Two years later, on 1 March 1702, the Sieur de Sourdeval was appointed “commandant for the king on the Îles Saint-Pierre,” with the pay of a company ensign, namely 480 livres. In a long letter dated 11 Oct. 1702, Sourdeval recounts the events which followed his taking over of the islands. Having arrived at Saint-Pierre on 25 July, he organized “an enclosure measuring 100 paces” built by a settler, and fortified it as best he could. On 7 October two English ships of 60 guns landed a detachment which burned the church and two houses. With a small cannon he forced them to re-embark, but the next day the English returned with 400 men, who laid siege to the tiny fort. Sourdeval was subjected to their fire for several hours. The English called upon him to surrender, threatening to put all the settlers to the sword. As his gun-carriages were broken and he had only 25 muskets, 2 swords, and 2 pistols, Sourdeval capitulated. The English left him 5 muskets and some bread, and set off again after burning everything. They handed over to him 52 prisoners whom they had taken at Trepassey Bay and whom they did not know what to do with (see Leake). At the end of his letter, Sourdeval implored the king to give him the means to build a strong fort to protect the settlers from their enemies. Finally he asked for an increase in his salary.

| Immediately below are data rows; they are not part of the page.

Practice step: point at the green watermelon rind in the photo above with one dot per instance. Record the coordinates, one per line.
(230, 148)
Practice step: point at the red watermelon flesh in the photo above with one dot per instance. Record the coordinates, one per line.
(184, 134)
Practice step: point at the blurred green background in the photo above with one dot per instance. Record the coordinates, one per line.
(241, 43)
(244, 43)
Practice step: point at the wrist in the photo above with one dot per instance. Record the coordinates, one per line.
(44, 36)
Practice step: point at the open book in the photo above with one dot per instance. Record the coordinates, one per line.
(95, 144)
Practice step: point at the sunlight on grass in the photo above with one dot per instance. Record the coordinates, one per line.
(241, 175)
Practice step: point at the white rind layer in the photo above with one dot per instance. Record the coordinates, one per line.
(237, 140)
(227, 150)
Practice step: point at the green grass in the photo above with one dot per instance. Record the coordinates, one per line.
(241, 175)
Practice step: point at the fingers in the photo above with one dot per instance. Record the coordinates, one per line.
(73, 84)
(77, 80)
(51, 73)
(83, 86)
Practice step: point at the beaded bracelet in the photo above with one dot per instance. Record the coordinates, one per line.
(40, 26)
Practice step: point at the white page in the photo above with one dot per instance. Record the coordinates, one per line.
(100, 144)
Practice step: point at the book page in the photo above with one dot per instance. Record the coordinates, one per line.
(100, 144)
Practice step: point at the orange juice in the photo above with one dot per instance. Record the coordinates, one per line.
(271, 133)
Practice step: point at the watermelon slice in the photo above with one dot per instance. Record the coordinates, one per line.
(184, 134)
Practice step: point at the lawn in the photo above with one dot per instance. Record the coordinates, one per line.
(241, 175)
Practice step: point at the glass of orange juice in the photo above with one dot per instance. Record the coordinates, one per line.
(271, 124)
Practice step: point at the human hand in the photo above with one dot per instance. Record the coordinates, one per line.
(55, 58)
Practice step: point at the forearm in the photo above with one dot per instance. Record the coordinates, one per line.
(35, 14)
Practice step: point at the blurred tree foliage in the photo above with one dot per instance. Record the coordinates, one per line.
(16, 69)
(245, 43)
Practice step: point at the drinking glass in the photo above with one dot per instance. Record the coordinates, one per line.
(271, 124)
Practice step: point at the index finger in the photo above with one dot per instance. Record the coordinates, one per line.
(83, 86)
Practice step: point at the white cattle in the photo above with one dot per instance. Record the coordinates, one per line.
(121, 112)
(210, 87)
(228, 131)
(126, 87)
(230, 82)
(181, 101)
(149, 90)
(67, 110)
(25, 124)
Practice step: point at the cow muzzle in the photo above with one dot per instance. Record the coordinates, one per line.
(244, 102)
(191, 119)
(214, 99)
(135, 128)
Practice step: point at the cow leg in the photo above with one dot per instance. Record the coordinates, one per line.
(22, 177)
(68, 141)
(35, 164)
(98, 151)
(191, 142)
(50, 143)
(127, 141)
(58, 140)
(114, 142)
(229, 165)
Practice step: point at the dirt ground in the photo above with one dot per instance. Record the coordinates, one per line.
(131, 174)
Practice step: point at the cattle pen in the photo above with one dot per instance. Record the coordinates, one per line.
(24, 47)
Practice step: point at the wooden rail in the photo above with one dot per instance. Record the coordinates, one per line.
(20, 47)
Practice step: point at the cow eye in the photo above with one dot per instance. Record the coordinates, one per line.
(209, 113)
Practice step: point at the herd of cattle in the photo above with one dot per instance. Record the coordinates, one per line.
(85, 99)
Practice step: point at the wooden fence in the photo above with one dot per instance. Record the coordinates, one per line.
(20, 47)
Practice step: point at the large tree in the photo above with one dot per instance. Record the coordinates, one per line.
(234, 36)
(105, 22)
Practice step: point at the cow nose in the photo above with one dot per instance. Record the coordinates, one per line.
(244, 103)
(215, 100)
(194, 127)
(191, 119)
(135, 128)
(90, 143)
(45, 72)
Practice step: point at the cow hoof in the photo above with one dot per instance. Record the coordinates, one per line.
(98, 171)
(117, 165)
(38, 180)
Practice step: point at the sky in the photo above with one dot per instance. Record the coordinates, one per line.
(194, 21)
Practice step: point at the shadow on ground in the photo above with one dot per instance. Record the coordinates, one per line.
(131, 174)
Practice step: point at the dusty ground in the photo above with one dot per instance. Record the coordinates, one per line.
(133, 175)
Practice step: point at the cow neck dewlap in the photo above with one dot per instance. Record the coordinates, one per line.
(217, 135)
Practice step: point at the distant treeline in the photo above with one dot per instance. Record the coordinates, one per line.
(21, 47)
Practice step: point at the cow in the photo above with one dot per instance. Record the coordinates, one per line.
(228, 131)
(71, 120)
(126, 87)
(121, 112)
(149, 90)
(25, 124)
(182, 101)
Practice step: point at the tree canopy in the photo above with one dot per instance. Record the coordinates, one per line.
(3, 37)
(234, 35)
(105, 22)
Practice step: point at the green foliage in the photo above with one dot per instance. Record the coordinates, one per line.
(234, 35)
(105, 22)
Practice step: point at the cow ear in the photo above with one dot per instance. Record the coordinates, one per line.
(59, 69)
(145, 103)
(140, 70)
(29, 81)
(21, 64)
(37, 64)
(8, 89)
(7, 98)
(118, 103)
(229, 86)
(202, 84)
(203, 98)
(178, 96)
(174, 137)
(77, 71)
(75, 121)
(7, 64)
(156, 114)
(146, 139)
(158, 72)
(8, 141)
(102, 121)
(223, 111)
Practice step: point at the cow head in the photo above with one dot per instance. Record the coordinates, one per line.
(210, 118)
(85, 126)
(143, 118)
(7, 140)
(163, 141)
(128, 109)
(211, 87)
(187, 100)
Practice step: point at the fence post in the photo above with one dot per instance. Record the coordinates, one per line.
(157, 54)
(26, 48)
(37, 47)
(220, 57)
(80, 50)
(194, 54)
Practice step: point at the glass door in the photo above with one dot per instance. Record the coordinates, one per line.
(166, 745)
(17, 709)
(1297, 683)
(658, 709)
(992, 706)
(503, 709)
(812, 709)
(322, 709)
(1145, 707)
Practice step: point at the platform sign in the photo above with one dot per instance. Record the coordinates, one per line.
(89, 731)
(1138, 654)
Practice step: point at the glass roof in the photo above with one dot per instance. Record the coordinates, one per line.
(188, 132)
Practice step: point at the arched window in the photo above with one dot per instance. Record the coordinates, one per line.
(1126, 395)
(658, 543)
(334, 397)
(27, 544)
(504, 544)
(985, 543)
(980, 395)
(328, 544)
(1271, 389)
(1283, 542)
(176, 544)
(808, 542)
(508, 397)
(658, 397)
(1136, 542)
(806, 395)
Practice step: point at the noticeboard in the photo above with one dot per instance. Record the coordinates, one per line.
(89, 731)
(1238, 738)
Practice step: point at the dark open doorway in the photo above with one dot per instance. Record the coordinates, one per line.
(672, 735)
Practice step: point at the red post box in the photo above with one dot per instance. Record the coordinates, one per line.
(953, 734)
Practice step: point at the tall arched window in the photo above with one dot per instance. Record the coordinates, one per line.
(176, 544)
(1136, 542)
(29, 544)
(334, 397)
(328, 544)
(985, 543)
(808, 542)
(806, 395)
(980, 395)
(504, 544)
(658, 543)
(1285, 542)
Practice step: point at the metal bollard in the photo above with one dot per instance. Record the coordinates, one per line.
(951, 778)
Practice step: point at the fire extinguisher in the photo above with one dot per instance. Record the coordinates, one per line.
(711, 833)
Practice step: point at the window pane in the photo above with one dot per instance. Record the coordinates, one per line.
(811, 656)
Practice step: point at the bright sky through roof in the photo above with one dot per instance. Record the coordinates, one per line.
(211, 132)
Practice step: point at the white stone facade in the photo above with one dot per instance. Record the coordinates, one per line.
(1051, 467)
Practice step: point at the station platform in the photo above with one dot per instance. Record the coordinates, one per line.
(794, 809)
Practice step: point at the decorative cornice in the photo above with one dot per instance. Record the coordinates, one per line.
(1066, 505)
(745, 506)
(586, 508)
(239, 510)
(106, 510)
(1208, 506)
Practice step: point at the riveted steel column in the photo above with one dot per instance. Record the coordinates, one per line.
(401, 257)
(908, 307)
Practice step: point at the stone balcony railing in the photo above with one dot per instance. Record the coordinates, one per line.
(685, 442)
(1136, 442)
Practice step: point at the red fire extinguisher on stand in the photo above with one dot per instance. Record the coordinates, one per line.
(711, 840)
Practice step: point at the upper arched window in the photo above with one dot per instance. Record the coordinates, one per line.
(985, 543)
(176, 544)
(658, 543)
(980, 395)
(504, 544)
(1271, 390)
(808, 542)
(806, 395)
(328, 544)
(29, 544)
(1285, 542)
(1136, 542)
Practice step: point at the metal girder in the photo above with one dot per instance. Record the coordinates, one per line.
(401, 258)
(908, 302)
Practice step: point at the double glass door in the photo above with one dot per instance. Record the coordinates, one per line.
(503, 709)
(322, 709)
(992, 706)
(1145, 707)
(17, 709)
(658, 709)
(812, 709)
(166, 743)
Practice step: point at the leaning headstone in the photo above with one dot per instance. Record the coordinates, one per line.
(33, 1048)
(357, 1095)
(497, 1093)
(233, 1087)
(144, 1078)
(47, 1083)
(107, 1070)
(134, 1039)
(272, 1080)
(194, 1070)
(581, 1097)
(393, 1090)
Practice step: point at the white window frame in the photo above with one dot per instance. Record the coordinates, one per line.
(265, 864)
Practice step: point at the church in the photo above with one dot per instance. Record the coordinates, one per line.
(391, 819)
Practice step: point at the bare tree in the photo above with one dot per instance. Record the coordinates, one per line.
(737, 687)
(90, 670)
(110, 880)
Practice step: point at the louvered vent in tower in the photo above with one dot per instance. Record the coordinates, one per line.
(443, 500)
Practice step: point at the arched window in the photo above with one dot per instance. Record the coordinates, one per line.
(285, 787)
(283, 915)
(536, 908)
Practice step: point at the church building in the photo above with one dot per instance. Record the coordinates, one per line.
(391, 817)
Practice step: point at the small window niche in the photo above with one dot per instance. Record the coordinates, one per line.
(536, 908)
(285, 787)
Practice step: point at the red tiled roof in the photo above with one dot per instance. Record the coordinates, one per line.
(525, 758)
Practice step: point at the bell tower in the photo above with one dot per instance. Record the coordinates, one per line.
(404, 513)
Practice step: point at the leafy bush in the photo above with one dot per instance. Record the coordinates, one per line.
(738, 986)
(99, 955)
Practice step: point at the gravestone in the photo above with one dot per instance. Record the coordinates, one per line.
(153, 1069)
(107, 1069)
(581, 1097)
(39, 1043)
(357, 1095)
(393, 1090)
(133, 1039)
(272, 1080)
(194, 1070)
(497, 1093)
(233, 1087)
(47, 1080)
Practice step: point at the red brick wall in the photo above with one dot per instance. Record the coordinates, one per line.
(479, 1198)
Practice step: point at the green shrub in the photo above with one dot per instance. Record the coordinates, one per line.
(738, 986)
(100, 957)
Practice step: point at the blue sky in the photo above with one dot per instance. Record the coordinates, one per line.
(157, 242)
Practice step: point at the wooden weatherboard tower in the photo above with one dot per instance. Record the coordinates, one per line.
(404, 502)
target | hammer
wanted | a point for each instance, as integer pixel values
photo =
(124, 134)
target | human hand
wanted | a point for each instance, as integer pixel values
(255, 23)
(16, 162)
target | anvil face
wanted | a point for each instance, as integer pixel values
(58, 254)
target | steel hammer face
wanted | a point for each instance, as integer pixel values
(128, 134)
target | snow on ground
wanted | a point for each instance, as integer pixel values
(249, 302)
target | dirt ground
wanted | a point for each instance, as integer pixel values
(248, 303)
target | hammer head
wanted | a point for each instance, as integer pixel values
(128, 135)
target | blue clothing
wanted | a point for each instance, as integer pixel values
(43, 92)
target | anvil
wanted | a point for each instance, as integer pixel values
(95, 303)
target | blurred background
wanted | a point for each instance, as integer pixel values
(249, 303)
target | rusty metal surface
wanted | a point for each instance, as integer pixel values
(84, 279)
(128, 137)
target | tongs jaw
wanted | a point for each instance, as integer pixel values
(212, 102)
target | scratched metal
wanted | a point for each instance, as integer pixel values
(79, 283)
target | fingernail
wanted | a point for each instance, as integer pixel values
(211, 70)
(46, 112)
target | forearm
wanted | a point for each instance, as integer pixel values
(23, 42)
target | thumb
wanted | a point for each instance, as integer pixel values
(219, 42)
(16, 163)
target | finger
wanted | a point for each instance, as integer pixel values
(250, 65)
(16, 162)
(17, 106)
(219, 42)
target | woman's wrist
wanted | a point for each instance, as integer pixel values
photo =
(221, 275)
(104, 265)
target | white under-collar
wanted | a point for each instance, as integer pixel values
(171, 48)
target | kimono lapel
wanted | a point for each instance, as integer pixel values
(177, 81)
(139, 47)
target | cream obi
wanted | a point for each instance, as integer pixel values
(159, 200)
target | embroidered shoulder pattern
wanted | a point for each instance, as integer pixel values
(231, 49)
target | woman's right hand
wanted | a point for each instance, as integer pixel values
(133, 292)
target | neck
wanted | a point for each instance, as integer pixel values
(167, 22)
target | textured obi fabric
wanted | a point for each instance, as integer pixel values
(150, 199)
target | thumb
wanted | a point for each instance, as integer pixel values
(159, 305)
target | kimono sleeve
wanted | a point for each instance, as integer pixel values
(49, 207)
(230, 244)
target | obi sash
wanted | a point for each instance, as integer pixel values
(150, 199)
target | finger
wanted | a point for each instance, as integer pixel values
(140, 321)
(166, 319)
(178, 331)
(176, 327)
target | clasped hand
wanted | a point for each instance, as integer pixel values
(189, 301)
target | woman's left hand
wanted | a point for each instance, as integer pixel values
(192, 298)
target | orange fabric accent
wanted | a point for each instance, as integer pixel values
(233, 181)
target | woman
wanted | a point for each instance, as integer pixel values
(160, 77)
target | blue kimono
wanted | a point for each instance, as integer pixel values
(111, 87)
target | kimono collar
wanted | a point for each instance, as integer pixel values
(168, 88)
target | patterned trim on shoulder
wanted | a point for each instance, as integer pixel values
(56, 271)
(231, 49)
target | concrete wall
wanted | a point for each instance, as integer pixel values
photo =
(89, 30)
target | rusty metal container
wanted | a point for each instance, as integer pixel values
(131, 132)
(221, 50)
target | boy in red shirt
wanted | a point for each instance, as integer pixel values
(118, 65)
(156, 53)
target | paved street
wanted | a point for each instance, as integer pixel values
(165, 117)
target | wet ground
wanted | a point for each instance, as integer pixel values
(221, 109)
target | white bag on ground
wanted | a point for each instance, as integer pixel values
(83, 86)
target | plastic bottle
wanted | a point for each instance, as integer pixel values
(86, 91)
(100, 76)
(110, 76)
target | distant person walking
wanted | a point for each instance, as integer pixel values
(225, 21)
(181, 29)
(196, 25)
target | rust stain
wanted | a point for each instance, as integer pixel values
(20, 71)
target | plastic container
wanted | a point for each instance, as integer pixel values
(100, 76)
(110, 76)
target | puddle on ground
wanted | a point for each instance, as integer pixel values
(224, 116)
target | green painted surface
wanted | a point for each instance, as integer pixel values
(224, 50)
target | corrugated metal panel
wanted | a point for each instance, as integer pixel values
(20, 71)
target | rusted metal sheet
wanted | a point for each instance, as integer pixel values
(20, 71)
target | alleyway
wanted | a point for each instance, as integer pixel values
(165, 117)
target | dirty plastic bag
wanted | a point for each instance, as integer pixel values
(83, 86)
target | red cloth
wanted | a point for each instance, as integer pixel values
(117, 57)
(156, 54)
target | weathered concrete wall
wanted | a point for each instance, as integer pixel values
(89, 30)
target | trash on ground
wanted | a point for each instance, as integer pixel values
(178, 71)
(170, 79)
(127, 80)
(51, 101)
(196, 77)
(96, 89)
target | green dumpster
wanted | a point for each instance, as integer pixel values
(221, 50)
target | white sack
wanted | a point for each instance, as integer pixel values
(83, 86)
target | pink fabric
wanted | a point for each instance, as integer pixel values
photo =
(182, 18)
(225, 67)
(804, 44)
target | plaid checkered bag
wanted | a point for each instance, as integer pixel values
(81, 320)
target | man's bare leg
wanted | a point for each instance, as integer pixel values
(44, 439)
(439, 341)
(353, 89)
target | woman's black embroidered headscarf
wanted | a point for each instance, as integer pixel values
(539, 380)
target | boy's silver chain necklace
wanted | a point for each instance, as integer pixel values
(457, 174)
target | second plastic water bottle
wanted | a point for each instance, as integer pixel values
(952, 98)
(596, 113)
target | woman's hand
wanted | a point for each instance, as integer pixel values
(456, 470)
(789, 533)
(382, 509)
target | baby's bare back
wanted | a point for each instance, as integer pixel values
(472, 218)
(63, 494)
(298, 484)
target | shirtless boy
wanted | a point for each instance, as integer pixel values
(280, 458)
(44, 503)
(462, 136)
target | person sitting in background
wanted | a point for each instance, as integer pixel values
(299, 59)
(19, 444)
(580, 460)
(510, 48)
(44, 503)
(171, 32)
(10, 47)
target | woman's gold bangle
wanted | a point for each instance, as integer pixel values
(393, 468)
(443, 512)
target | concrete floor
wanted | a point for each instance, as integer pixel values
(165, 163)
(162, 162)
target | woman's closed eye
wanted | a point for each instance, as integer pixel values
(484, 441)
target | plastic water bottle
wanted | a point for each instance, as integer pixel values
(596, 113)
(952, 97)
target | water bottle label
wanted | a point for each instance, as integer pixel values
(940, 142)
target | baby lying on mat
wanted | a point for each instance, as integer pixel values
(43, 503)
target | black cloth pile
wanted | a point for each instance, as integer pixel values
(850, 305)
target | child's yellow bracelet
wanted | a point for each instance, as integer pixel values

In his official correspondence Pastour de Costebelle, the governor of Placentia (Plaisance), often praised Sourdeval, declaring him to be punctilious and vigilant in everything concerning His Majesty’s service. He considered that the salary given to Sourdeval should be raised to 600 livres.
On 1 Dec. 1707 Sourdeval reported that Île Saint-Pierre had again been attacked by the English, who had landed a number of men to hunt for him in the woods, where he had taken refuge with a few settlers. He added “that he inflicted losses on one of their parties that he surprised as it was moving forward unwarily.” The commander of the English vessel summoned him to surrender, threatening otherwise to burn everything, but when Sourdeval refused to give in, the commander did not carry out his threat and sailed away, leaving all his prisoners on land and having burned nothing.
In 1709 Sourdeval again asked for an increase in his salary, which was still that of a company ensign. He also wished to be granted the cross of the order of Saint-Louis, pointing out that his family was related to several noble families of France, among others the La Rochefoucaulds, La Vieuvilles, Vitrys, and Matignons. (Furthermore, according to Costebelle, Sourdeval had come to Newfoundland following family setbacks.) These requests do not seem to have been listened to.
Sourdeval must have been in poor health at that period. He returned to France and died at Saint-Malo, where he was buried on 9 March 1710.
[In 1694 Sébastien Le Gouès de Sourdeval had married Catherine Le Baudy, the widow of Germain de Tour. One of the daughters by the first marriage Anne de Tour, in her turn married Pastour de Costebelle, who later on occasionally referred to Sourdeval as his father-in-law; in reality the latter was his father-in-law only indirectly. c.m.]
Archives d’Ille-et-Vilaine (Rennes), E, État civil de Saint-Malo. AN, Col., B, 22, 23, 25, 27, 29, 30; C11C, 3, 5; C11D, 7. BN, MS, NAF 9283 (Margry). Le Blant, Philippe de Pastour de Costebelle.